ファイナンス

知っておきたいインフレとデフレのこと

2018.05.28

貨幣価値の変動から資産を守る方法

日本ではよく「デフレ脱却」という言葉が使われ、経済政策の効果などがよく議論されます。デフレやインフレは経済の動向を表す重要な指標ですが、言葉はよく聞くけど正確によくわかってない方も多いようです。そこで今回は、デフレやインフレが私たちの資産にどのような影響を与えるのか、どうすれば私たちの資産を守ることができるのかについて解説します。

デフレとインフレの違い

デフレは正確にはデフレーションと言います。デフレになると物価が下がります。一方、インフレはインフレーションと言って物価が上がる状態を指します。

日本は長い間ずっとデフレに苦しんでいました。デフレは物価が安くなることなので、物が買いやすくなって経済にとってプラスではないかと考える人も多くいらっしゃいます。

しかし、物価が安いということは物を売る側の売り上げが下がるということになります。売上が下がると労働者に支払う賃金も下がります。従って国民の所得が減っていくことになるのです。

一方でインフレは、基本的には好景気な状態で需要が活性化することで起こります。石油の価格などが高騰してしまうことによって物価が上昇してしまい不景気になることもありますが、そうした例外を除き、基本的には需要の拡大によってインフレが起こります。

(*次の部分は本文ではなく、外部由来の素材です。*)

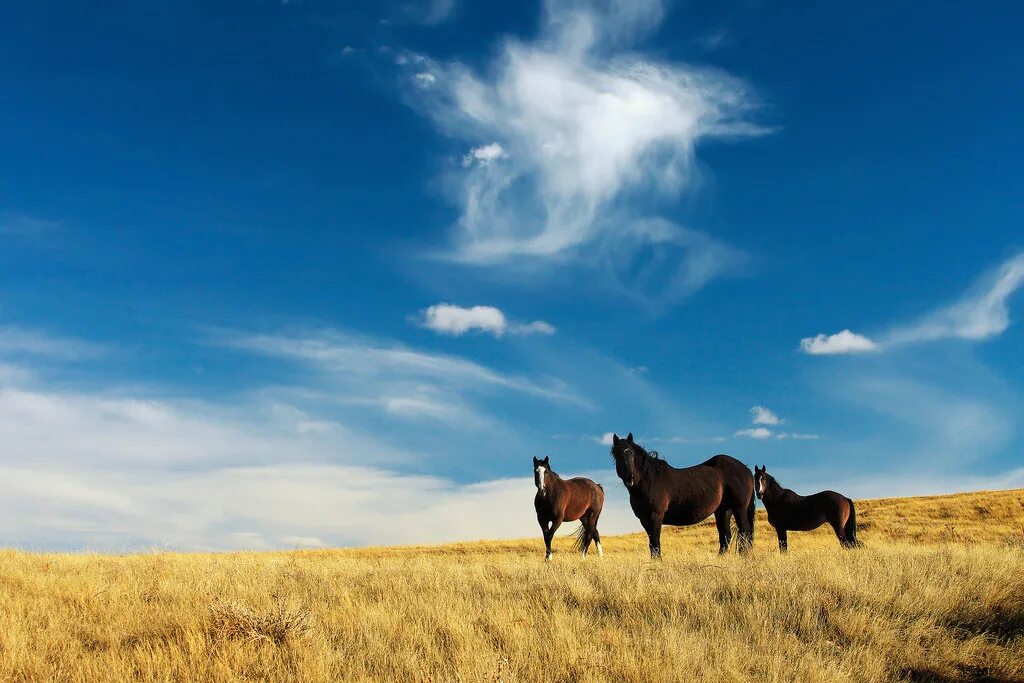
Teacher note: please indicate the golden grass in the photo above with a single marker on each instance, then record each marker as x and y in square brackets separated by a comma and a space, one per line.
[936, 593]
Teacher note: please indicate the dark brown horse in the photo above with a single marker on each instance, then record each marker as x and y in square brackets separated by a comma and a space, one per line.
[561, 500]
[790, 512]
[660, 494]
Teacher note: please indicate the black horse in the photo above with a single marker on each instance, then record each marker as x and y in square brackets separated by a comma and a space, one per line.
[660, 494]
[790, 512]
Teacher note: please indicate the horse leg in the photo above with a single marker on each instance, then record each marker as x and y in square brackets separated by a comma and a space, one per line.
[588, 531]
[782, 544]
[549, 534]
[840, 532]
[724, 525]
[654, 535]
[745, 529]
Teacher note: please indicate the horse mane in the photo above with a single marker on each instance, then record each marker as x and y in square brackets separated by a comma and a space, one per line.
[646, 461]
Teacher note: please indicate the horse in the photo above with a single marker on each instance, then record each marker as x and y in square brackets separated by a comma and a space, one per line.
[790, 512]
[559, 500]
[660, 494]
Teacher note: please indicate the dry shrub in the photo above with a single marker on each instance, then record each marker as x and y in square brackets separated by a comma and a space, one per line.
[279, 624]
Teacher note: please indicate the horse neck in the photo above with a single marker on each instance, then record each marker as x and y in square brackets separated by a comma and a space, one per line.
[773, 494]
[552, 482]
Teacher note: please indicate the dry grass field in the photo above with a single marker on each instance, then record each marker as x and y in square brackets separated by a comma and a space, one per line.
[936, 594]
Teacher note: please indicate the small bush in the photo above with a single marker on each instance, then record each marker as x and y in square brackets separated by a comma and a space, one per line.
[281, 623]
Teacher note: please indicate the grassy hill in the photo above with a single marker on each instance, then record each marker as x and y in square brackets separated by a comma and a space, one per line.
[936, 594]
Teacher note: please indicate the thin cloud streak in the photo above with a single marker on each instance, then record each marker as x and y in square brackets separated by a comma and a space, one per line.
[981, 313]
[569, 131]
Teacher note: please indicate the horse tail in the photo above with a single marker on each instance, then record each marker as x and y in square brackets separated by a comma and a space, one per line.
[582, 538]
[850, 530]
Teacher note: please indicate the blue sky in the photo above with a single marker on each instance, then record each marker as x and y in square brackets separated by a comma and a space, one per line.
[265, 266]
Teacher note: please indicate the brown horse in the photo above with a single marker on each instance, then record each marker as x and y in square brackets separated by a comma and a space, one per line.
[660, 494]
[561, 500]
[790, 512]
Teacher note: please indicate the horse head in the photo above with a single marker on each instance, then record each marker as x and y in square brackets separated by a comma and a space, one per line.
[624, 452]
[541, 467]
[762, 481]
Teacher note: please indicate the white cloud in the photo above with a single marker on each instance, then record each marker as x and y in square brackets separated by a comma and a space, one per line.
[424, 79]
[535, 328]
[796, 435]
[387, 369]
[980, 313]
[18, 341]
[762, 416]
[841, 342]
[456, 321]
[591, 129]
[758, 432]
[483, 155]
[451, 319]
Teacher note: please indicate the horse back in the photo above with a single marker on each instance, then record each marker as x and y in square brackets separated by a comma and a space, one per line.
[580, 496]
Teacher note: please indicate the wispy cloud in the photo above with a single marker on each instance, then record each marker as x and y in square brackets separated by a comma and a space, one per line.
[981, 313]
[20, 341]
[377, 366]
[757, 432]
[762, 416]
[584, 126]
[456, 321]
[841, 342]
[29, 228]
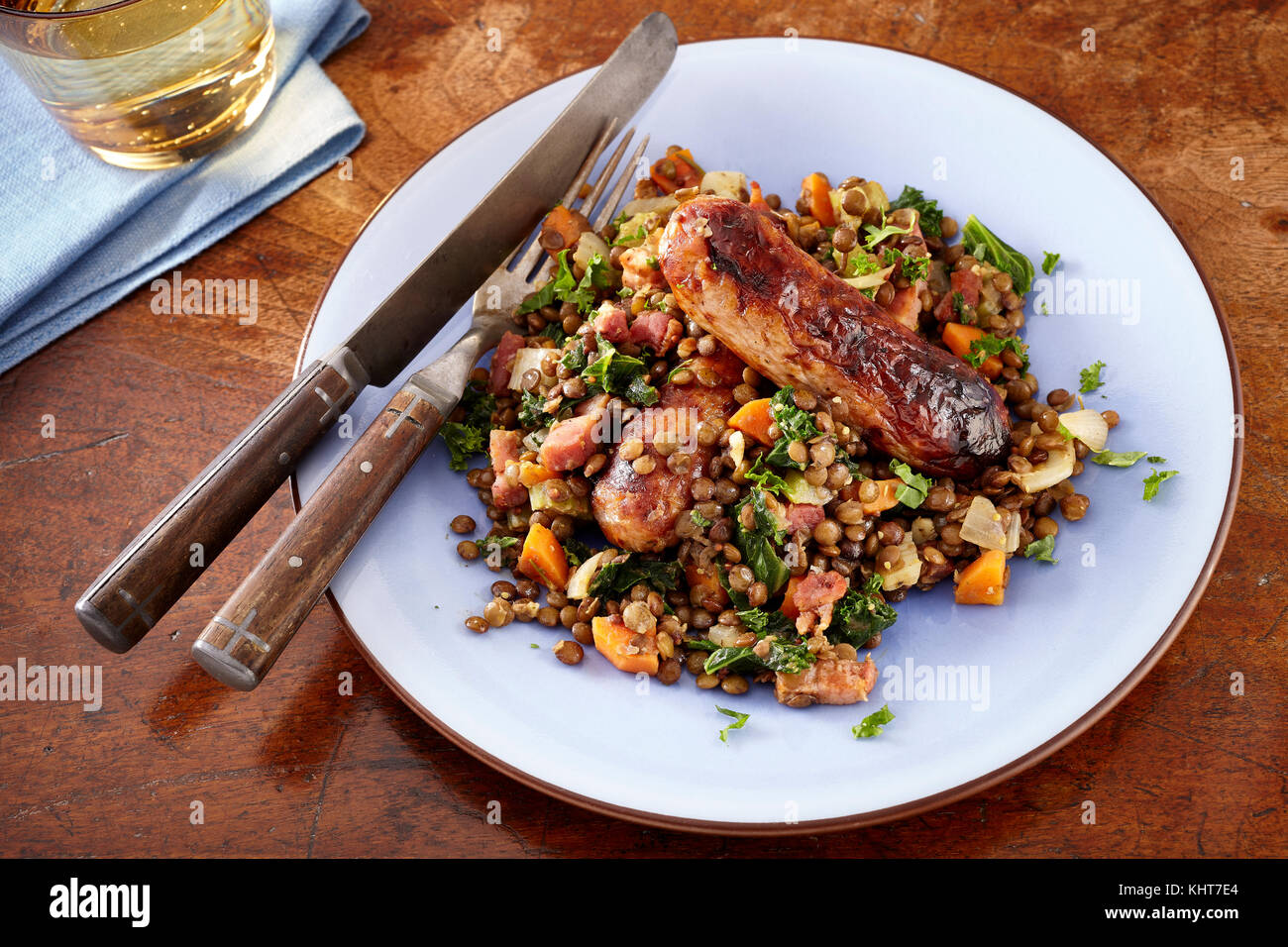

物を購入する意欲が高いと、物価が高くても物は売れていきます。そうすると物を売る側の売り上げが上がり、労働者の賃金が高くなります。こうして経済に良い循環が生まれるのです。

日銀のインフレ政策

日本の中央銀行である日銀は、デフレ脱却のためにインフレになるような政策を行っています。金融緩和、つまり国債を市中銀行から購入して代わりにお金を発行する方法です。

日銀は5年間で350兆円分ものお金を発行していますが、実際のところ、あまりインフレにはなっていません。その原因は、資金の大部分は日銀当座預金に置かれたままで、経済に循環していないということが挙げられます。

また、発行されたお金が実物経済ではなく金融市場に流れていることも原因のひとつです。日銀はETFやREITといった金融商品の購入によっても資金を流しています。こうした金融市場の活性化はGDPには反映されないため、実体経済の成長にはあまり貢献せず、インフレにつながらないのです。

インフレ対策のための資産運用が大切

では実際にインフレになった場合には、私たちの資産にどのような影響があるかというと、インフレは貨幣価値が目減りする現象ですので、実はお金持ちにはデメリットになります。

経済全体を考えるとデフレ脱却が重要ですが、同時に資産を守る対策を考える必要もあります。

つまり、現金や預金以外のものに資産を変えることが大切です。株、不動産、国債、金などの現物資産はそうしたインフレ・デフレ対策になります。

株や不動産は好景気になるほど値段が上がりやすい傾向がありますので、インフレに強い資産として知られています。金などの現物資産は破綻リスクがないため、インフレのときによく買われる傾向があります。

国債も、物価連動国債というインフレにあわせて金利が上がるタイプのものがありますので、インフレ対策としておすすめです。

景気と物価の状況に合わせて、賢く資産を組み合わせていくことが大切です。